Brendon Thorne / Getty Images
Sales of shares were accelerating on Tuesday dragging Tesla and other electric vehicle stocks. Shares have bounced back, but one of the consequences of the sale is that VE valuations are now spread everywhere.
It’s hard to decipher what the market is trying to tell investors.
He
Nasdaq Composite
it fell about 3% early in trading on Tuesday after falling 2.5% on Monday.
Tesla
shares (ticker: TSLA) fell nearly 11%, but then regained their way down about 2% from 10:50 am ET. The Nasdaq i
S&P 500
they now fall by about 1.9% and 0.4%, respectively.
Inflation is a new concern for investors, and high-growth stocks tend to be more affected when inflation expectations rise. Higher inflation means higher interest rates. Dividends and bond yields become a little more attractive in this scenario, rather than cash flows from high-growth companies that could take years. High interest rates also make financing financing growth.
Inflation isn’t the only thing going on with electric vehicle stocks on Tuesday. Lucid Motors agreed to merge with special purpose acquisition company Churchill Capital Corp IV (CCIV). The merger is a triumph for the electric vehicle sector. Investors bid a little too much on SPAC shares merging with Lucid, as they bet the deal would come. That made Lucid worth about $ 96 billion based on Monday’s price, even before the merger. Then, on Tuesday, Churchill shares fell more than 30%. But even with such a large drop, Tuesday’s prices continue to value Lucid at more than $ 60 billion, making it the eighth most valuable automaker on the planet. Lucid has still sold a vehicle.
Lucid is now quoted about four times its projected sales for 2025 of about $ 14 billion. The projections, in this case, are not estimates: they are Lucid’s internally generated numbers. For comparison, Tesla is quoted about 7 times and estimates sales of approximately $ 120 billion in 2025. This estimate is an average of several Wall Street analysts.
Going a little deeper into electric vehicle valuations makes things more confusing.
Fisker
(FSR), which predicts sales of $ 13 billion in 2025, is valued at a fraction of that amount. The reason for the valuation gap is difficult to determine.

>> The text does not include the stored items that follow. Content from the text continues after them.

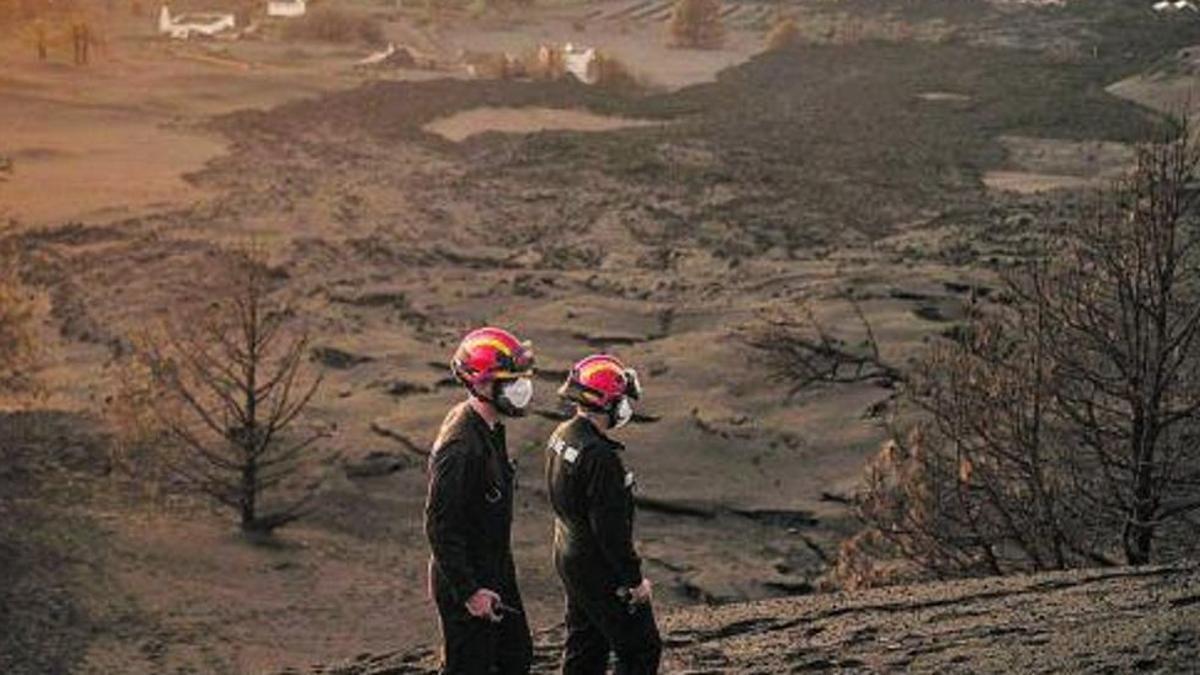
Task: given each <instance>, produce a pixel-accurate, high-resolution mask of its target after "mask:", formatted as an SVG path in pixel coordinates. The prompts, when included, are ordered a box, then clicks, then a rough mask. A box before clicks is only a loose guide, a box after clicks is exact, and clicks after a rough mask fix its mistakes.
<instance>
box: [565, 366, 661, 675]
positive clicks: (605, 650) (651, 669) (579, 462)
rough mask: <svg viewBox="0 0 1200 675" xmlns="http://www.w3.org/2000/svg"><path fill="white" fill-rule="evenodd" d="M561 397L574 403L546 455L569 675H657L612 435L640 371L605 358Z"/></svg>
mask: <svg viewBox="0 0 1200 675" xmlns="http://www.w3.org/2000/svg"><path fill="white" fill-rule="evenodd" d="M559 394H560V395H563V396H564V398H566V399H568V400H570V401H572V402H574V404H575V405H576V410H577V414H576V416H575V417H574V418H571V419H570V420H568V422H564V423H563V424H562V425H560V426H559V428H558V429H557V430H554V434H553V435H552V436H551V438H550V443H548V447H547V449H546V483H547V486H548V492H550V502H551V506H552V507H553V509H554V567H556V568H557V571H558V575H559V578H560V579H562V580H563V587H564V590H565V591H566V647H565V651H564V653H563V673H564V674H565V675H593V674H604V673H606V671H607V668H608V661H610V655H611V653H616V657H617V665H616V673H617V674H618V675H620V674H628V675H642V674H652V675H653V674H655V673H658V669H659V661H660V658H661V656H662V640H661V638H660V637H659V629H658V626H656V625H655V621H654V610H653V609H652V607H650V598H652V586H650V581H649V579H646V578H644V577H642V563H641V558H640V557H638V555H637V551H636V550H635V548H634V486H635V482H634V473H632V472H631V471H626V470H625V465H624V462H623V461H622V452H623V450H624V446H622V444H620V443H618V442H617V441H613V440H612V438H610V437H608V432H610V431H612V430H614V429H619V428H622V426H624V425H625V424H628V423H629V420H630V419H631V418H632V416H634V407H632V404H631V401H632V400H636V399H640V398H641V394H642V390H641V384H640V383H638V381H637V374H636V372H635V371H634V370H631V369H626V368H625V366H624V365H622V363H620V362H619V360H617V359H616V358H613V357H610V356H602V354H601V356H593V357H588V358H586V359H583V360H582V362H580V363H577V364H576V365H575V368H572V369H571V372H570V375H569V376H568V378H566V383H565V384H564V386H563V388H562V389H560V390H559Z"/></svg>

Lucid lists impressive specifications and battery technology, including an estimated range of 500 miles per charge for its luxury Lucid Air sedan to be delivered later this year. Lucid is also led by former Tesla engineer Peter Rawlinson. But the Ocean, Fisker’s first model, promises to be an affordable SUV and Fisker is driven by legendary car designer Henrik Fisker. In addition, Fisker partners with an experienced car manufacturer,
Magna International
(MGA), to mount the Ocean.
The difference between Fisker and Lucid is not the only strange comparison. There is a relatively wide range of ratings for the three Chinese electric vehicle manufacturers with significant sales:
NIO
(NIO),
XPeng
(XPEV) i
Read Auto
(LI). These three are also quoted at a big discount on Tesla according to 2025 numbers.
With an estimated valuation range of 0.5 to 7.5 times estimated in 2025 sales, it is likely the right valuation level for electric vehicle stocks somewhere. It’s just hard to know exactly where it is. And there will also be winners and losers of electric vehicles in 2025, it’s hard to know who.